Ted Cruz slams press for demanding instant answers on the ‘complicated’ question of presidential self-pardons

Sen. Ted Cruz, R-Texas, late Monday criticized reporters for demanding an immediate answer on whether President Trump can pardon himself and said over several tweets that this is a “complicated” question that involves reading the Constitution and examining a Justice Department policy from 1974.

Cruz said the question, which came up when Trump claimed Monday he can pardon himself, has created a lot of “knee-jerk partisanship and dishonest journalism.”

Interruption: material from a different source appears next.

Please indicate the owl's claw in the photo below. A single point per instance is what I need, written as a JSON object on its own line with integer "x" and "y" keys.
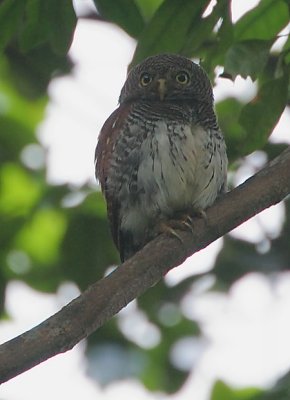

Cruz noted the Constitution says the president can pardon people and that the only limit it places on that power is that pardons can’t be used in cases of impeachment. But he noted that the Justice Department set a policy in the 1970s that says a president cannot pardon himself.

“In the 1970s, the Department of Justice did issue a legal opinion that the president cannot pardon himself, relying on the principle that nobody can be the judge in his own case,” Cruz tweeted.

[Trump’s view on self-pardons goes against Justice Department policy]


But he added that department opinion has not been tested in court, which means people at this point are “disagreeing in good faith” on whether a president can pardon himself.

Some in the media criticized Cruz on Monday for taking too long to answer the question about self-pardons and then taking 18 seconds to say this was not a constitutional issue he has studied. Cruz blasted those reporters in a series of additional tweets.

“Some dishonest journalists have attacked me for ‘taking 18 seconds’ to answer — without acknowledging that I was walking through the Capitol, late to a meeting, and simply ignoring a question that a reporter had called out at me (as senators do every single day in the Capitol),” Cruz said.


“This is not a question one should answer based on knee-jerk partisanship, as opposed to careful constitutional analysis,” Cruz said. “As for me, I still haven’t studied the issue at that level of detail, and I don’t intend to — because this is nothing more than an academic debate.”